Question

$$ \text { } , \text { find the indicated derivative. } $$$$ D_{x} \ln (x-4)^{3} $$

Short answer

The derivative is \( \frac{3}{x-4} \).

Step-by-step solution

Rewrite the Function

To simplify taking the derivative of the function, first rewrite \( \ln(x-4)^3 \) as \( 3\ln(x-4) \). This is possible due to the logarithmic property \( \ln(a^b) = b\ln(a) \).

Determine the Derivative Using Constant Multiple Rule

Apply the derivative rule for a constant multiple, which states \( \frac{d}{dx}[c\cdot f(x)] = c \cdot f'(x) \). Here, \( c = 3 \), so the derivative is \( 3 \cdot \frac{d}{dx}[\ln(x-4)] \).

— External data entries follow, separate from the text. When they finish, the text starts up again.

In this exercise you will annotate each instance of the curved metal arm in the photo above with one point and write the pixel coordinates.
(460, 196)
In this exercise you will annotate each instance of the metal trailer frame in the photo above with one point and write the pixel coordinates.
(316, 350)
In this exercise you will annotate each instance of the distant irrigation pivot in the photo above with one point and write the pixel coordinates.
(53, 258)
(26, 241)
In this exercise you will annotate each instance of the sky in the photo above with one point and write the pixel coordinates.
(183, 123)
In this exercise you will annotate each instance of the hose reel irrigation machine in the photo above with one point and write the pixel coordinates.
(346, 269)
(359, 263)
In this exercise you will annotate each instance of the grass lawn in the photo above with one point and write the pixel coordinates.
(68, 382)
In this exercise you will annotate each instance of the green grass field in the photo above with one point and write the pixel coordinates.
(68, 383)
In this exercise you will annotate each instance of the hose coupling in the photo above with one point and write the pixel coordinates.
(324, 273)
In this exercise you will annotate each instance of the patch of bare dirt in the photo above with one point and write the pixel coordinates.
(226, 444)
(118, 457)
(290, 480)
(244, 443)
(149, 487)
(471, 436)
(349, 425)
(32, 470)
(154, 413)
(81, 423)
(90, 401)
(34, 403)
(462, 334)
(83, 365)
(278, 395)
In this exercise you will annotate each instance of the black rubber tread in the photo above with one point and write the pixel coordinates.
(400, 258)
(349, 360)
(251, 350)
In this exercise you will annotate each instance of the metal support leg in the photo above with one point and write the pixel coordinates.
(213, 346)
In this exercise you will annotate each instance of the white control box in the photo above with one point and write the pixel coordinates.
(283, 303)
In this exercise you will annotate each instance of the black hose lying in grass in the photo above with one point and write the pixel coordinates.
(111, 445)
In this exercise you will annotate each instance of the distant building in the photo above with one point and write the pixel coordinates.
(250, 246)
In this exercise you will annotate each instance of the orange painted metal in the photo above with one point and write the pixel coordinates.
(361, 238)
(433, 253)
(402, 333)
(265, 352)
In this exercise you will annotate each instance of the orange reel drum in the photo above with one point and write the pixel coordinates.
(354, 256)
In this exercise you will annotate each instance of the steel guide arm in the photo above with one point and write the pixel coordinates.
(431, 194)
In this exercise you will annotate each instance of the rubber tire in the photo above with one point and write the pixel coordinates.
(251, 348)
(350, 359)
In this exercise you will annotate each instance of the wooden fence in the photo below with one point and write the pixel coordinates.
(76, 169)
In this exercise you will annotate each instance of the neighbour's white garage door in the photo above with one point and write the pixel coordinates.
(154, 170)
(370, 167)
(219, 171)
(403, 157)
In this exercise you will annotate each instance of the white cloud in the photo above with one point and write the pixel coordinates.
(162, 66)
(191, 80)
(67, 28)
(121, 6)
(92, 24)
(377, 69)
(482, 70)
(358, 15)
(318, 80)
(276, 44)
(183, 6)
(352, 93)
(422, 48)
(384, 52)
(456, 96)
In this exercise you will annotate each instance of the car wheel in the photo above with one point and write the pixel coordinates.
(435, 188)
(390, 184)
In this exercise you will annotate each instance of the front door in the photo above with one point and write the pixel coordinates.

Apply the Derivative of the Logarithmic Function

The derivative of \( \ln(u) \), where \( u \) is a differentiable function, is \( \frac{1}{u} \cdot \frac{du}{dx} \). Here, \( u = x-4 \), so \( \frac{d}{dx}[\ln(x-4)] = \frac{1}{x-4} \).

Combine the Results

Multiply the results to obtain the final derivative: \( 3 \cdot \frac{1}{x-4} = \frac{3}{x-4} \).

Key concepts

Logarithmic Differentiation

Logarithmic differentiation is a powerful technique used for finding the derivatives of products or quotients of functions. It proves especially helpful in cases where normal differentiation rules are tricky to apply. In the exercise, the original function is \( \ln(x-4)^3 \). Simplifying this involves a key property of logarithms: \( \ln(a^b) = b \ln(a) \). By applying this property, you can rewrite \( \ln(x-4)^3 \) as \( 3 \ln(x-4) \).
Logarithmic differentiation is particularly useful when:

• You have functions raised to a power, as in this exercise.
• The relationship involves products or quotients, where breaking down into simpler parts aids in differentiation.

It essentially transforms complex multiplication or exponent problems into simpler addition or linear multiplication problems, making differentiation straightforward.

Chain Rule in Calculus

The chain rule is a fundamental differentiation rule in calculus. It helps when differentiating composite functions, i.e., functions nested inside one another. The rule states that the derivative of a composite function \( y = f(g(x)) \) is given by \( f'(g(x)) \cdot g'(x) \). In this case, consider the function \( f(u) = \ln u \) and the inner function \( u = x-4 \).
Applying the chain rule means identifying:

• An outer function — here it's \( \ln(u) \).
• An inner differentiable function — here it's \( x-4 \).

By substituting and applying the chain rule, you find that the derivative of \( \ln(x-4) \) is \( \frac{1}{x-4} \). Remember, the derivative of \( \ln(u) \) involves multiplying by the derivative of \( u \), ensuring the rule's application is correct.

Derivative Rules

Derivative rules are the foundational tools in calculus for finding rates of change or slopes of curves. Key rules include the constant rule, power rule, product rule, quotient rule, and, notably, the logarithmic and chain rules you've seen applied here.
When differentiating \( 3 \ln(x-4) \), the constant multiple rule is applied, which says the derivative of \( c \cdot f(x) \) is \( c \cdot f'(x) \). The constant multiple in this case is 3, so you multiply the derivative of the logarithmic part by 3.
The final derivative of the function \( (x-4)^3 \) represented in logarithmic form is \( \frac{3}{x-4} \). This outcome was achieved through understanding:

• The combination and application of various derivative rules.
• Breaking down complex expressions into more manageable components.

This makes it easier to apply the derivative rules efficiently.